I absolutely hate moving. I am not the cleanest person in the world, and I have my fair share of clutter, but when I am in the middle of a move the mess kills me. I think it has something to do with the fact that until all that stuff is put away in its new home I'm not finished.
Right now my apartment looks like it was hit by a tornado; the amount of crap sitting in my living room is unbelievable. And for some reason my brain confuses clutter with huge life events that aren't so great, so while my apartment looks like this I'm going to be stressed. Even if I'm not at home the thought of all that junk is plaguing me.

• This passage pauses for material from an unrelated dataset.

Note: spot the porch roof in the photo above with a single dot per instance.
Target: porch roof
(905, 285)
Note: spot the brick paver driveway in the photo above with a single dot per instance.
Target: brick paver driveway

I get to start moving tomorrow, but I'm moving literally four people's stuff, so it's going to take a while. And I can only move my stuff out tomorrow because the other room hasn't been cleaned yet. I know it's all going to be okay though, and I've got people who love me to help.
I'm looking forward to having a permanent residence for a while. Even if it's only 8 or 9 months it will be so much better than having things stored all around me and boxes I never unpacked. I have loved living in my apartment, but I've known all along how temporary it is. I'm just hoping that through all of this I don't lose my mind. And when it's all over I plan on sitting back and enjoying my new space. I'm really looking forward to the awesome year that I'm going to spend in that room. I'm ready for Liz to come back, and Kristen and Rebecca. I've missed them all, so I can't wait until we're living together again. As much as I hate the moving process, it's going to be a good experience, and I'm looking ahead to good times with great people.